We have found that the programming complexity of non-blocking synchronization is similar to conventional blocking synchronization. This differs from the experience of programmers using CAS-only systems. DCAS plays a significant part in the complexity reduction. Using the crude metric of lines of code, a CAS implementation (Valois) of concurrent insertion/deletion from a linked list requires 110 lines, while the corresponding DCAS implementation requires 38 (a non-concurrent DCAS implementation takes 25). The CAS-only implementation of a FIFO queue described in [18] requires 37 lines, our DCAS version only 24. The DCAS versions are correspondingly simpler to understand and to informally verify as correct. In many cases, using DCAS, the translation from a well-understood blocking implementation to a non-blocking one is straightforward. In the simple case described in Figure 2, the initial read of the version number replaces acquiring the lock and the DCAS replaces releasing the lock.
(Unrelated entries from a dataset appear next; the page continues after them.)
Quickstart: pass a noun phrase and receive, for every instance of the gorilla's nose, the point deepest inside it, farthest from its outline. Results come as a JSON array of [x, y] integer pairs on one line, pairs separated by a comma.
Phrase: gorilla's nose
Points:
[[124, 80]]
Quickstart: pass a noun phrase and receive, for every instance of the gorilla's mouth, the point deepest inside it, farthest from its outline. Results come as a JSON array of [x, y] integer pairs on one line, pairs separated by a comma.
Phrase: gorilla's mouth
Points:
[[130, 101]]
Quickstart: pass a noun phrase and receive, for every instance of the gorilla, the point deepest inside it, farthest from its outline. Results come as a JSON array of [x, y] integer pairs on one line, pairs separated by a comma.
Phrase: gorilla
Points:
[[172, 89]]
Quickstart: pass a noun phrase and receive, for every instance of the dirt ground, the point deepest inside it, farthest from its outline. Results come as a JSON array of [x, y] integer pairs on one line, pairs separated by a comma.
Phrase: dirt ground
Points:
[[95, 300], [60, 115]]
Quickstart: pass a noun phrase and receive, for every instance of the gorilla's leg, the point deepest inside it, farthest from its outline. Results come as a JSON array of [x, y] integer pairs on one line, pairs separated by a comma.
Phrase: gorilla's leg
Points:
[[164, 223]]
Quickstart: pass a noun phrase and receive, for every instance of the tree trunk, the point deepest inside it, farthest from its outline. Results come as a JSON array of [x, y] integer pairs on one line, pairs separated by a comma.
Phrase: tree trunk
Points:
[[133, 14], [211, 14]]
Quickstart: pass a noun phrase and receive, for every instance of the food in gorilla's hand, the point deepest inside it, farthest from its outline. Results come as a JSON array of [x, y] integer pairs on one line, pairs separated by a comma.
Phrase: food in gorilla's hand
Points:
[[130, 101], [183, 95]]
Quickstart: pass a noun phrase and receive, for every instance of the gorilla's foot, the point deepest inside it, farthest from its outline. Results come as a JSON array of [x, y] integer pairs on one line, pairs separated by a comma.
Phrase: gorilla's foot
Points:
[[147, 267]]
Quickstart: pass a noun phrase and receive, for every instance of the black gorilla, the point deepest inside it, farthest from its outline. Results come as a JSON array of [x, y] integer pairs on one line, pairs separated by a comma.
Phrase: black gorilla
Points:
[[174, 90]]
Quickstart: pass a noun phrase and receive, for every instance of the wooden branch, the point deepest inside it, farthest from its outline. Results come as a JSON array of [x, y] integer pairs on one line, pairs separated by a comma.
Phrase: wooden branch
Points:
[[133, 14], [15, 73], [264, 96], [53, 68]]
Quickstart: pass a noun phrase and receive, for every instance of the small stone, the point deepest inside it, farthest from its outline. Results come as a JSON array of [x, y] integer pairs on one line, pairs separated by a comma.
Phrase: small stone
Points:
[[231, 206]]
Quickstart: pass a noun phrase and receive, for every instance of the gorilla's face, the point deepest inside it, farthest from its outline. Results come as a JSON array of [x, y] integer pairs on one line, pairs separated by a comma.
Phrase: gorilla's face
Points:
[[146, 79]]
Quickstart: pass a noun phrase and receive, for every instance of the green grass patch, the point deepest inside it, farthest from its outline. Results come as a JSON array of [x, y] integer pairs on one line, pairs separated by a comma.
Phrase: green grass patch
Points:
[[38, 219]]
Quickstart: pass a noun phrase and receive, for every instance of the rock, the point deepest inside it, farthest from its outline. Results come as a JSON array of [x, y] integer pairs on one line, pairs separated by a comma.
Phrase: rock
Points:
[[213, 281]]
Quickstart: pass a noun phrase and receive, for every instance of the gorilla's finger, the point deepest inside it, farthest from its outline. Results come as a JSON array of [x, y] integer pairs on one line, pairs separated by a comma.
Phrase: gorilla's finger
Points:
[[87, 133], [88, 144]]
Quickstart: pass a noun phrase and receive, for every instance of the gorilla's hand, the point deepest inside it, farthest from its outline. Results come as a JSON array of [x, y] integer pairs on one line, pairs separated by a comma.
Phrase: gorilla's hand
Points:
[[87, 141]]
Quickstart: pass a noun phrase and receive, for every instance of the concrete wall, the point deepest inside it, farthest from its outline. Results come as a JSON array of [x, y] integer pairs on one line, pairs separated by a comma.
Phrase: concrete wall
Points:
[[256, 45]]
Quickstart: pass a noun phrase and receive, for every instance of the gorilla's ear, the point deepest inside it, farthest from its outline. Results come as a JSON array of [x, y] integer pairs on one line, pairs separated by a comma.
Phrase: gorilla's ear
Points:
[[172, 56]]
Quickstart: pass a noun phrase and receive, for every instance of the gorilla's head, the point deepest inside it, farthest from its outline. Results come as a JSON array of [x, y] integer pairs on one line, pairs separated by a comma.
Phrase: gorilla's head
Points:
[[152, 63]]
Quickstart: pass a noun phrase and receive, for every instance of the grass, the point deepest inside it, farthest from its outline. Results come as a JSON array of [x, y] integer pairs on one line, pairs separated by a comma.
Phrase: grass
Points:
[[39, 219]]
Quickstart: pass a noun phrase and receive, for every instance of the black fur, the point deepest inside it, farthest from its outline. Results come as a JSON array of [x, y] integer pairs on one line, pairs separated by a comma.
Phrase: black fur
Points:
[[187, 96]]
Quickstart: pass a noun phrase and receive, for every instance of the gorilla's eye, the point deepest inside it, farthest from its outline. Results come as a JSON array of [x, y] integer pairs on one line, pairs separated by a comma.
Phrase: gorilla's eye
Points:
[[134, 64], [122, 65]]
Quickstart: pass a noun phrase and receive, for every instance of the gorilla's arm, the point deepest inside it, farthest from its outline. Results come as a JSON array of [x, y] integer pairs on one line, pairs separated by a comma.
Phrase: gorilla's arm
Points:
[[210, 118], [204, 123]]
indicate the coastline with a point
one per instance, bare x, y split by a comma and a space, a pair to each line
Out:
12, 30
In fact, version numbers are analogous to locks in many ways. A version number has a scope over some shared data structure and controls contention on that data structure just like a lock. The scope of the version number should be chosen so that the degree of concurrency is balanced by the synchronization costs. (The degree of concurrency is usually bounded by memory contention concerns in any case). Deciding the scope of a version number is similar to deciding on the granularity of locking: the finer the granularity the more concurrency but the higher the costs incurred. However, a version number is only modified if the data structure is modified whereas a lock is always changed. Given the frequency of read-only operations and the costs of writeback of dirty cache lines, using read-only synchronization for read-only operations is attractive. Finally, version numbers count the number of times that a data structure is modified over time, a useful and sometimes necessary statistic.
Finally, the overall system complexity using blocking synchronization appears to be higher, given the code required to get around the problems it introduces compared to non-blocking synchronization. In particular, special coding is required for signal handlers to avoid deadlock. Special mechanisms in the thread scheduler are required to avoid the priority inversion that locks can produce. And, additional code complexity is required to achieve reliable operation when a thread can be terminated at a random time. For example, some operations may have to be implemented in a separate server process.
A primary concern with non-blocking synchronization is excessive retries because of contending operations. However, our structuring has reduced the probability of contention and the conditional load mechanism described in the next section can be used to achieve behavior similar to lock-based synchronization.